Des factures jugées excessives
Dans ce sillage, le restaurant « Equinoxe » réclamerait toujours une créance de… 40 milliards. Il convient de souligner que la wilaya a bénéficié d’importants projets dans ce cadre. Il s’agit de la reconstruction du palais royal d’El Méchouar (40 milliards), le centre des études andalouses, le palais de la culture Abdelkrim-Dali (200 milliards), le Centre des arts et expositions (Carex), un théâtre de verdure, le musée d’art et d’histoire, la bibliothèque principale de lecture publique, la salle de répertoire Djamel Eddine-Chanderli (30 milliards), le musée de la calligraphie, le centre des manuscrits, le musée d’archéologie islamique et le centre d’interprétation du costume traditionnel. En plus de ces projets, d’autres travaux de restauration et d’aménagement de nombreux sites historiques et leur mise à niveau, mosquées, minarets, mausolées, derbs, hammams, fondouk, ferrane, les remparts de la ville, muraille, les médersas, le site de Mansourah, places et placettes, le réseau urbain de la vieille Médina, les édifices publics traditionnels, au chef-lieu et en dehors de la wilaya. L’ensemble de ces interventions et de restauration de ce patrimoine culturel était composé de 99 projets encadrés par 23 bureaux d’études et 50 entreprises.
Le suivi était assuré par les structures du ministère de la Culture, de l’Office national de gestion des biens culturels et d’exploitation des biens culturels (OGBC) et des services de la wilaya.
Outre ces réalisations, il a été organisé durant cette année 12 colloques, 8 festivals nationaux et internationaux, 10 expositions sur des thématiques différentes, 365 ouvrages édités, la réalisation de 30 films courts métrages et documentaires, 19 pièces de théâtre, l’enregistrement du patrimoine musical par la réalisation de coffrets des maîtres de la musique andalouse et autres genres musicaux, 200 tournées artistiques, des semaines culturelles nationales et journées culturelles étrangères et un Salon national du livre qui a regroupé 120 éditeurs. Un comité exécutif composé de 11 départements de nouveaux projets d’infrastructures et d’équipement de restauration et de mise en valeur du patrimoine culturel et historique, livres et littérature, théâtre, cinéma, expositions, colloques, patrimoine immatériel et chorégraphie, festivals d’animation de proximité et tournées musicales, semaines culturelles nationales et journées culturelles étrangères, communication avait la charge de l’organisation et le suivi du programme de cet évènement. Un centre international de presse équipé était opérationnel et a fermé ses portes à la fin du mois d’avril 2012.

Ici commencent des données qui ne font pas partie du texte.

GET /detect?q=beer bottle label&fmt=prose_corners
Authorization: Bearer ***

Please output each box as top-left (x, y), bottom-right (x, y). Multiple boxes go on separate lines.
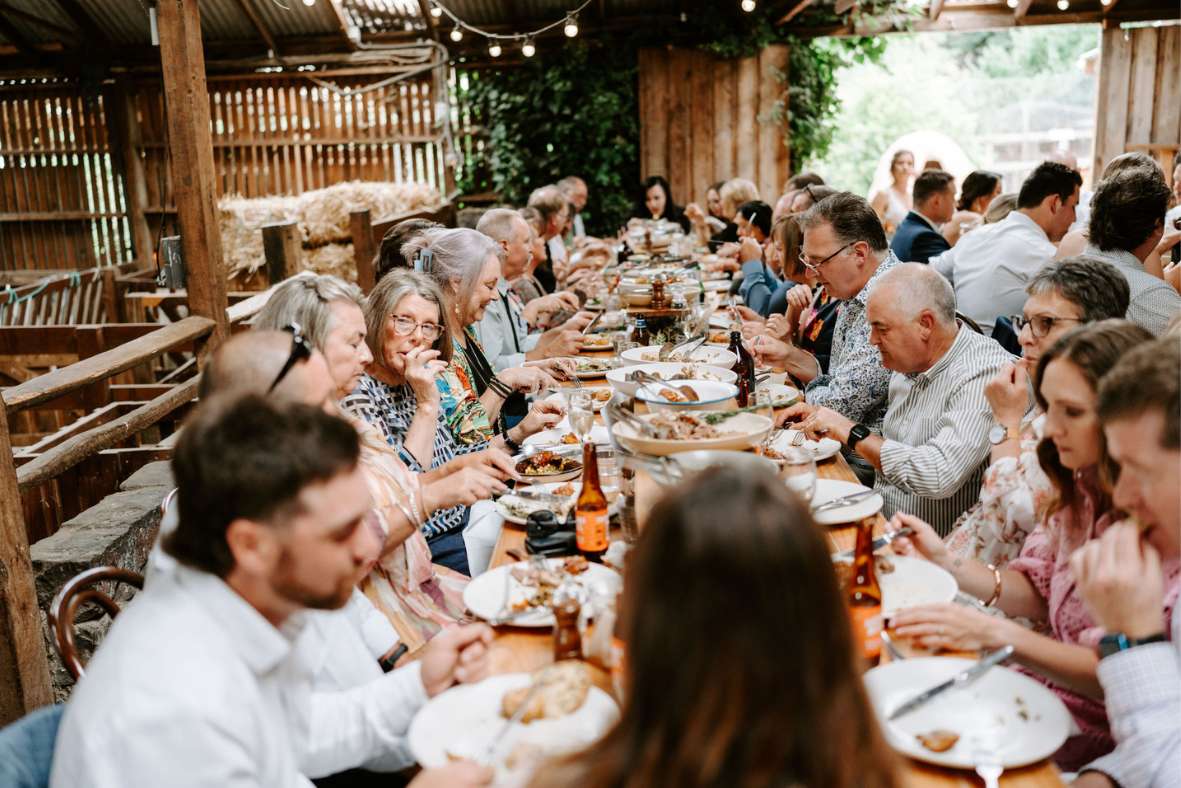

Dans ce cadre, une revue bimestrielle «El Djawhara» a été éditée par le ministère de la Culture en langue nationale et française dont une grande partie était jetée dans la « nature » faute de lecteurs. Il faut savoir enfin que les journalistes et collaborateurs n’avaient pas perçu leurs piges par rapport au dernier numéro en version française à cause d’un article consacré à l’archéologue Ould Khelifa, jugé lèse-majesté par Khalida Toumi qui ne s’entendait pas avec ce chercheur.